I love books that tell me how other novelists work and this one is fantastic because Andrew Link hangs out with Lee Child, the author of the popular Jack Reacher novels (NB: I’ve never read one) as he’s writing his twentieth novel, Make Me. Link doesn’t just watch over Child’s shoulder as he writes (or smokes and drinks coffee and looks out the window); he also follows him to promotional events and discusses literature with him in coffee shops and restaurants across several continents.
I once met Lee Child. He was smoking a cigarette (undoubtedly a Camel) outside the entrance to the hotel in Cleveland where I was attending Bouchercon with my co-author Curt Colbert. Curt went out to smoke and I joined him but didn’t say anything to the great man, this somewhat mysterious star, because I had never read any of his books.
Link, who teaches in the Department of French at Cambridge, is constantly analyzing what Child is doing from the perspective of literary analysis. For instance this fancy passage which so aptly sums up for me part of the task of the novelist: “the point was to connect up stuff that wasn’t obviously adjacent or contiguous, but linked at some dark symbolic level. Adjacent ideas, obscure but harmonious images, resonances, affinities, recurrent phrases/words/refrains, syntactical echoes, the whole vast realm of the intransitive, governed only by association and similitude, all singing out to one another across the deeps, like blue whales miles apart in the ocean, like the distant rhymes of a lyric poem or song.”
Child’s method is quite different from most novelists. He starts each new novel on September 1 (the date he started his first novel) and he writes through to the end (in this case, he finished at around 109,000 words by April 10), intuitively feeling his way through the story, without outlining or otherwise anticipating what will happen. In that sense, he’s the reader as well as the writer.
Some of his aphorisms that I like: Never go back. Write the fast stuff slow and the slow stuff fast. There are really only two types of books. There is the one that makes you miss your stop on the subway. And there is the one that doesn’t. Ask a question and then don’t answer it.

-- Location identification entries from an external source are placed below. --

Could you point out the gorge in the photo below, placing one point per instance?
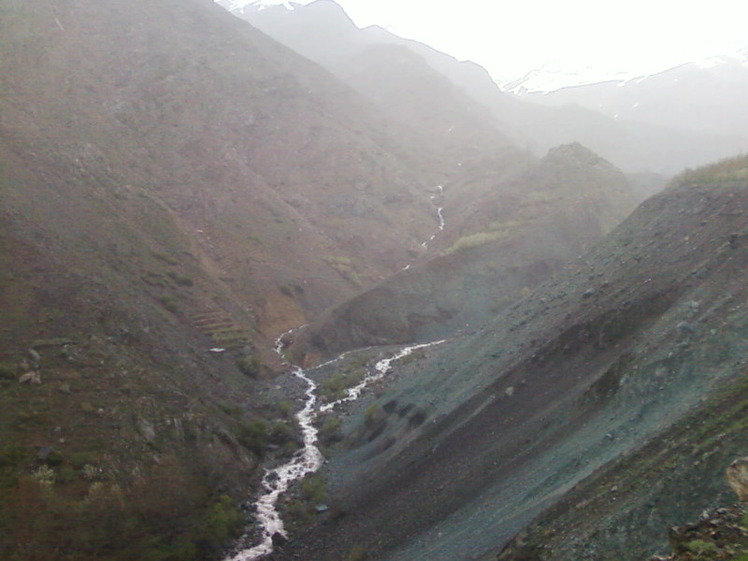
(543, 354)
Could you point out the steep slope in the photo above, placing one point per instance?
(175, 189)
(641, 339)
(262, 153)
(704, 97)
(323, 32)
(389, 71)
(512, 223)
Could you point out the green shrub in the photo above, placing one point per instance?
(702, 549)
(249, 365)
(222, 521)
(330, 430)
(169, 301)
(8, 370)
(357, 553)
(314, 489)
(180, 279)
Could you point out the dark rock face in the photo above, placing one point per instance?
(510, 226)
(619, 423)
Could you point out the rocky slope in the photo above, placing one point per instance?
(512, 223)
(323, 32)
(607, 404)
(171, 181)
(261, 153)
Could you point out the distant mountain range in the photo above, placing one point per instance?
(634, 141)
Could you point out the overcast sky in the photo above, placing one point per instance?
(511, 38)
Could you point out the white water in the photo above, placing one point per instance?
(381, 368)
(440, 215)
(309, 459)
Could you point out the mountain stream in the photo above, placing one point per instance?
(309, 459)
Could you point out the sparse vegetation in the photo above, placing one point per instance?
(727, 172)
(180, 279)
(334, 387)
(495, 232)
(169, 301)
(8, 370)
(314, 489)
(357, 553)
(344, 266)
(249, 365)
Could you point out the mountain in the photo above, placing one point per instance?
(405, 79)
(699, 98)
(323, 32)
(176, 189)
(599, 410)
(512, 225)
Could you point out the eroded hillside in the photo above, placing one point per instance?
(607, 400)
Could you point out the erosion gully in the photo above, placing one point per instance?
(309, 459)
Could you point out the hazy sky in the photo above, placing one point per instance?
(512, 38)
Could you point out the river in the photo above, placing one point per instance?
(308, 459)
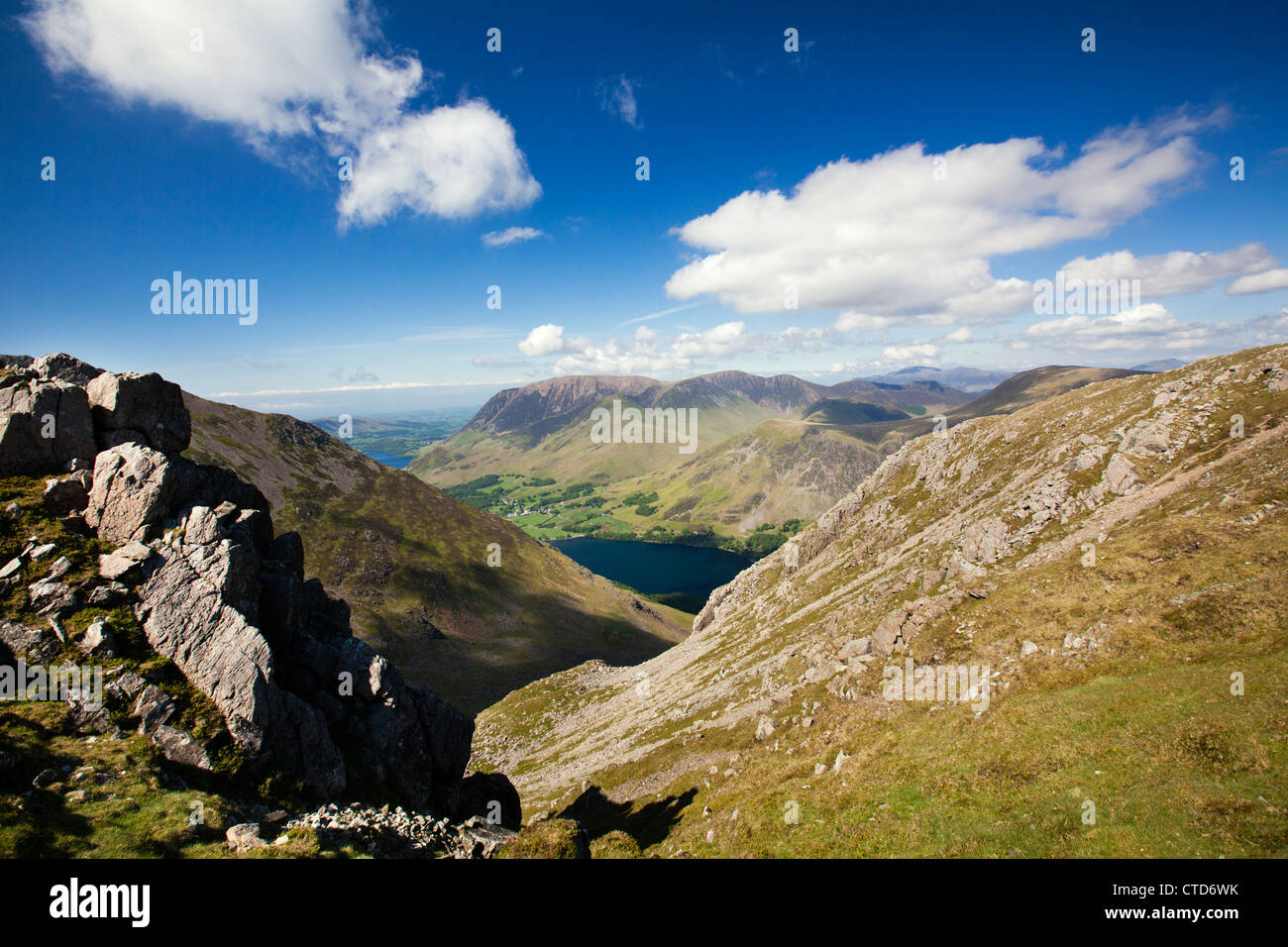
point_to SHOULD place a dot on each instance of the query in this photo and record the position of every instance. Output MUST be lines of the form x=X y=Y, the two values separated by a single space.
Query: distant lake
x=389 y=459
x=656 y=567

I’ll be incorporating some of the ideas from this book, along with my insights from the Maass workshop, into my upcoming Novel Immersion class but I’m also considering adopting Child’s strategy for my revision, because that was the way I wrote my original books and, having just reread the first one (St John’s Wood) while formatting it, I can see it worked well. My current problem with revision is that I have so many different versions of the book (he’s a spy, no, he’s not; he’s dead, no he’s not; the house was sequestered in chapter one, no, in chapter two, no, not until the midpoint; the girl is actually bewitched, no, she’s faking it) that I am having trouble connecting all the lines and seeing how all the possible versions line up. If I just start from one intuitively recognized opening scene and proceed from there, I feel I would be able to connect all the dots and achieve that deep resonance that Link writes about.